Installation

Conventions

Some standard conventions used across TurboStarter codebase.

You're not required to follow these conventions: they're simply a standard set of practices used in the core kit. If you like them - I encourage you to keep these during your usage of the kit - so to have consistent code style that you and your teammates understand.

Turborepo Packages

In this project, we use Turborepo packages to define reusable code that can be shared across multiple applications.

  • Apps are used to define the main application, including routing, layout, and global styles.
  • Packages shares reusable code add functionalities across multiple applications. They're configurable from the main application.

Should I create a new package?

Recommendation: Do not create a package for your app code unless you plan to reuse it across multiple applications or are experienced in writing library code.

If your application is not intended for reuse, keep all code in the app folder. This approach saves time and reduces complexity, both of which are beneficial for fast shipping.

Experienced developers: If you have the experience, feel free to create packages as needed.

Imports and Paths

When importing modules from packages or apps, use the following conventions:

  • From a package: Use @turbostarter/package-name (e.g., @turbostarter/ui, @turbostarter/api, etc.).
  • From an app: Use ~/ (e.g., ~/lib/components, ~/config, etc.).

Enforcing conventions

  • Prettier is used to enforce code formatting.
  • ESLint is used to enforce code quality and best practices.
  • TypeScript is used to enforce type safety.

Code health

TurboStarter provides a set of tools to ensure code health and quality in your project.

Github Actions

By default, TurboStarter sets up Github Actions to run tests on every push to the repository. You can find the Github Actions configuration in the .github/workflows directory.

The workflow has multiple stages:

  • format - runs Prettier to format the code.
  • lint - runs ESLint to check for linting errors.
  • typecheck - runs TypeScript to check for type errors.

Git hooks

Together with TurboStarter we have set up a commit-msg hook which will check if your commit message follows the conventional commit message format. This is important for generating changelogs and keeping a clean commit history.

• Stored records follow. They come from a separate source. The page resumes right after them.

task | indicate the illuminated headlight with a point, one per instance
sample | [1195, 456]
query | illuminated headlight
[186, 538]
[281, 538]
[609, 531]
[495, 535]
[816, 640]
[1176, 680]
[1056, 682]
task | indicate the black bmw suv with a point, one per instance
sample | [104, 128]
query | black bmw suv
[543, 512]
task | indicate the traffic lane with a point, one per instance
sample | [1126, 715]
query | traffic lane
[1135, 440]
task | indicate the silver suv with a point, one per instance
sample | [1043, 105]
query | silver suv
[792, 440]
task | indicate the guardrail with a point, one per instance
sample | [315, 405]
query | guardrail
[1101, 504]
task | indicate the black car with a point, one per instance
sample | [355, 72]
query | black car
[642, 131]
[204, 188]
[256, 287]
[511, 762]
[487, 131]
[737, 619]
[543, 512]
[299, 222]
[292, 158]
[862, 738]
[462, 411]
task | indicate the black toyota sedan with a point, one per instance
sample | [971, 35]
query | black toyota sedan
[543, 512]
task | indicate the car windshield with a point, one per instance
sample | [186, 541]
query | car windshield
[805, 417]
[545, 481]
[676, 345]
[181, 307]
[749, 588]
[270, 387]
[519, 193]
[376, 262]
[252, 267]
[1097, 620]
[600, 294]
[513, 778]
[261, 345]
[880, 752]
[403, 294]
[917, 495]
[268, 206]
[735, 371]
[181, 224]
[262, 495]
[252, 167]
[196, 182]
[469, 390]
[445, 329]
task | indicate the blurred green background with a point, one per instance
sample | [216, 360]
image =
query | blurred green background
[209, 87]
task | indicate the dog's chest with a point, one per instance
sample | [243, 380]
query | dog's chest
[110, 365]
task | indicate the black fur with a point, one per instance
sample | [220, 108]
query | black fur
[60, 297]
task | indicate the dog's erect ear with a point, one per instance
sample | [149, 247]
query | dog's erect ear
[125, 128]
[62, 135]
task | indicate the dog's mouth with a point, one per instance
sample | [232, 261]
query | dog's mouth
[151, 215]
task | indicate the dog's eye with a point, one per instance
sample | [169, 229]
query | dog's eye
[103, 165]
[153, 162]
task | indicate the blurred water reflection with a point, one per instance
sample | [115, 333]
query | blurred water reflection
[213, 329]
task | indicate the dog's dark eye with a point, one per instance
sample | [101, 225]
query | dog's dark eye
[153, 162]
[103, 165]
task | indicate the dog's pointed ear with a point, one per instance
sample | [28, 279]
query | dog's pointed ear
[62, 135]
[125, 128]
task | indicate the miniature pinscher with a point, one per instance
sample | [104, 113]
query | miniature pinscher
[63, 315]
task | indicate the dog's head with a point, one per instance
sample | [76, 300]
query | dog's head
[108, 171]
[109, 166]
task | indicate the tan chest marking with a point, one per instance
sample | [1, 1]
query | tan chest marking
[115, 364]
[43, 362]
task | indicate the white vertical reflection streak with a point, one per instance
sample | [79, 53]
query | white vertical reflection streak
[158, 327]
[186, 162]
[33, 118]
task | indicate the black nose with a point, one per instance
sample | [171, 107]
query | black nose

Although we didn't ship any pre-commit hooks (we believe in shipping fast with moving checking code responsibility to CI), you can easily add them by using Husky.

Setting up the Pre-Commit Hook

To do so, create a pre-commit file in the ./..husky directory with the following content:

#!/bin/sh
 
pnpm typecheck
pnpm lint

Turborepo will execute the commands for all the affected packages - while skipping the ones that are not affected.

Make the Pre-Commit Hook Executable

chmod +x ./.husky/pre-commit

To test the pre-commit hook, try to commit a file with linting errors or type errors. The commit should fail, and you should see the error messages in the console.